Note: this is a translation of an old post. I decided to translate it because now I'm looking for a SysAdmin position (tell your friends!) and I would like this post to show how I work.

Last Saturday I received an email from one of the guys from work with the subject «urgennnnnnnnt: heeeeeeeeeelp»[sic]. He says he was idling on Friday night when his machine stopped emiting sound via the soundcard and then it behaved erratically. When he tried rebooting it, it didn't boot anymore. «It says something about disk not bootable...».

Monday morning I go to work and go to see the machine. Precisely, it said something about «disk not bootable». I boot with a USB key with GRML and I find that the disk has no partitions.

Panic.

The guy is doing a PostDoc in something astronomical (literally) and all his work is in that machine. No backups, as usual, so I prepare myself to rescue the partitions.

In that same USB key I have a system with parted. I boot with it and I try using parted's rescue tool. Nothing. I ask the guy how the disk was partitioned, etc. He tells me that he only installed Kubuntu clicking 'Next'. Kubuntu by default creates a swap partition and an ext3 partition for / and that's it, which made what was coming relatively easy.

I reboot in GRML and I use hexdump -C /dev/sda | more to see the disk's content. This is not the first time that I juggle with partitions and MBRs, but last time I did it, I used a tool that is now discontinued (the tool was called DiskEdit, included in The Norton Utilities), which had special edit modes for MBRs, FATs, and a lot of useful things... in MS universe.

First I confirm that, yes, the first sector is a MBR (at least it has the 0x55aa signature at the end), and that the whole partition table is empty, but in the second sector of the disk there seems to be a copy.
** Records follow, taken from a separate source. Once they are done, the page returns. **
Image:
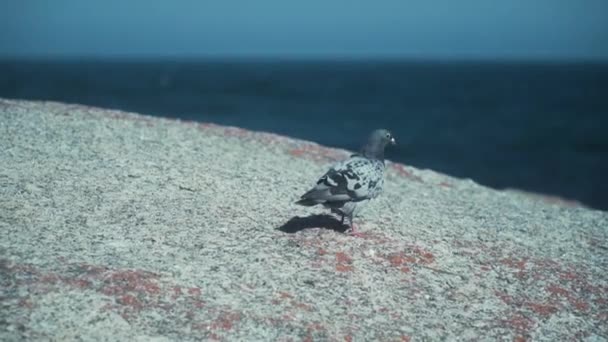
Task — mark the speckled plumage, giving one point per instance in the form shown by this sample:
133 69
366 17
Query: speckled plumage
347 185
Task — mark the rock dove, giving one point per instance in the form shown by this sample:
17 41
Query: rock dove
354 181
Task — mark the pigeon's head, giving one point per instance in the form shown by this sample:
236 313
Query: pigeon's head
374 148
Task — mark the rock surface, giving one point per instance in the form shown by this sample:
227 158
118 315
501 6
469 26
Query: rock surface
120 226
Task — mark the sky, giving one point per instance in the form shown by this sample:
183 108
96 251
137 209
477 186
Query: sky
443 29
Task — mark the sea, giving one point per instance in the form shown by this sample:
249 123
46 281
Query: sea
536 126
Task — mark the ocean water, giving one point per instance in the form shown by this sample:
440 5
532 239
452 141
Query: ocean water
540 127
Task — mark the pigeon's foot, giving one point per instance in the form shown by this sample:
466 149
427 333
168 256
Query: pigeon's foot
355 232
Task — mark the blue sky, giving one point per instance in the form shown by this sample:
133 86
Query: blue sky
561 29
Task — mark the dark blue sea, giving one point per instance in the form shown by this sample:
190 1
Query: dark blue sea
540 127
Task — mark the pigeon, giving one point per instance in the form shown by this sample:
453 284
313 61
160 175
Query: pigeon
349 184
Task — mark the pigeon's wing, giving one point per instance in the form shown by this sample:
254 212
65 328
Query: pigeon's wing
353 180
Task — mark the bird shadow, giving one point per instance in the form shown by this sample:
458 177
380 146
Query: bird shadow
296 224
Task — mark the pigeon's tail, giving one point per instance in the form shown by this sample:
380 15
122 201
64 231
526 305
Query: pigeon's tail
307 202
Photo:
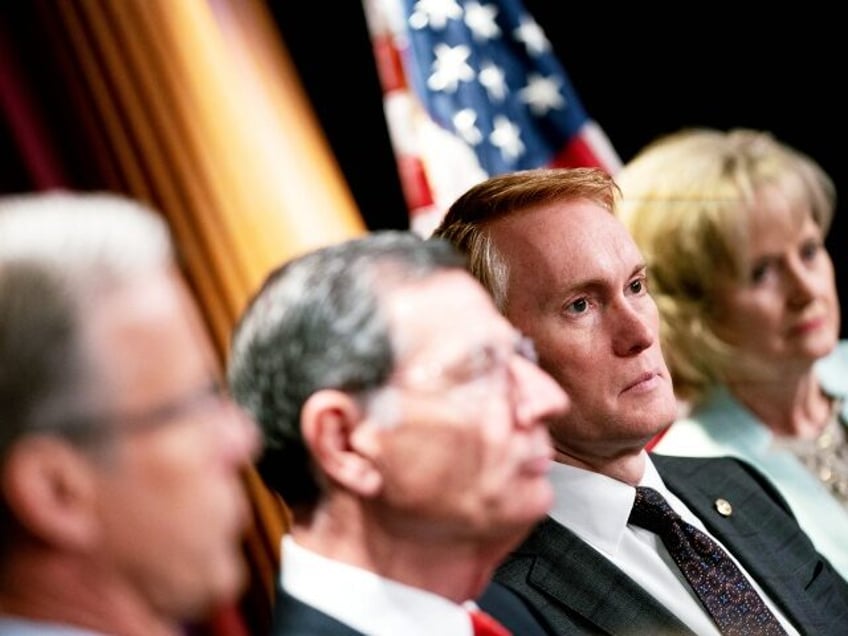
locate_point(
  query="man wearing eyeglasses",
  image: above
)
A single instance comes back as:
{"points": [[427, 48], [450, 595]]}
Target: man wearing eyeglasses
{"points": [[404, 422], [121, 502]]}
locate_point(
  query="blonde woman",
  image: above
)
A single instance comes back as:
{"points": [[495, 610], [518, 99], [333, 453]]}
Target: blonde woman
{"points": [[732, 225]]}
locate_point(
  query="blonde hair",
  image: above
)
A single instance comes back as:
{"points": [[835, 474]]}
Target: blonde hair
{"points": [[465, 224], [687, 199]]}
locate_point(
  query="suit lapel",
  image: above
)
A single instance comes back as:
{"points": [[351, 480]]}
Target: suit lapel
{"points": [[569, 571], [758, 532]]}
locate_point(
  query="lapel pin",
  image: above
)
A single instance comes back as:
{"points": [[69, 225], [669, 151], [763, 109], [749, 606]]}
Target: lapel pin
{"points": [[724, 508]]}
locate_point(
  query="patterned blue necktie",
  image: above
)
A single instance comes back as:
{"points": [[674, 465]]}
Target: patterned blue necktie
{"points": [[724, 591]]}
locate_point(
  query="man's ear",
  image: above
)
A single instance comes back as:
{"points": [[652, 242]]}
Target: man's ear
{"points": [[49, 488], [333, 425]]}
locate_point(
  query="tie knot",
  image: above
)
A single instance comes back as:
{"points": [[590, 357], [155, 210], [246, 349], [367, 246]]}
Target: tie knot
{"points": [[485, 625], [652, 512]]}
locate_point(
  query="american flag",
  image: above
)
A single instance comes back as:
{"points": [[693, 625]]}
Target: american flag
{"points": [[470, 90]]}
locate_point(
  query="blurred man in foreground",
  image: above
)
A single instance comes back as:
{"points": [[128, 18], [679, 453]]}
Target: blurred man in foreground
{"points": [[404, 422], [121, 502]]}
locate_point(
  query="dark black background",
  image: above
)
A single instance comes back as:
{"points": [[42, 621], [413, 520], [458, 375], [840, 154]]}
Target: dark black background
{"points": [[640, 73]]}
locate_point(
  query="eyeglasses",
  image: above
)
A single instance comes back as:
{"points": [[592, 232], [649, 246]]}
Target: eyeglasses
{"points": [[211, 398], [488, 365]]}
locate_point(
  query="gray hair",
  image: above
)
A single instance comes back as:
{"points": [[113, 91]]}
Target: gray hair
{"points": [[316, 323], [60, 252]]}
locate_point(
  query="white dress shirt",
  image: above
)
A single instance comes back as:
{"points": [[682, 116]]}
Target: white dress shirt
{"points": [[596, 508], [16, 626], [366, 601]]}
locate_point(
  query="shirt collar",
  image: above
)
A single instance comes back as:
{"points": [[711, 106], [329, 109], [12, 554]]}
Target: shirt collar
{"points": [[364, 600], [596, 507]]}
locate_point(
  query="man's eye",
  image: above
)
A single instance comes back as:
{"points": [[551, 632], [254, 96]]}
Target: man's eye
{"points": [[579, 306]]}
I take pen and paper, write down what I found, but it turns out not only I have half the data, the partition I thought I found was too small.

So I decide to look for the partition by hand. To do that I needed to find out first how does the ext3 kernel code know wether a partition is ext3 or not. I knew it would be some kind of magic signature, but I had no idea which. So I installed the sources for 2.6.29 in my laptop and started to look at ext3's code. After going around a lot, including reading the code that is excuted when you mount a filesystem of type ext3, where we can see that it uses a magic signature[3] and the structure of the ext3 superblock, where we can see the magic's offset is 0x38.

So the problem of finding an ext3 partition is reduced to the problem of finding 0x53ef (damn little endian) at a sector's offset 0x38 in the disk. Luckily more has a find tool, so I sit down to search every occurrence of 53 ef, hoping that the address at the left ends in 30 and that they would be the 9th and 10th bytes in the line (damn 0 based offsets).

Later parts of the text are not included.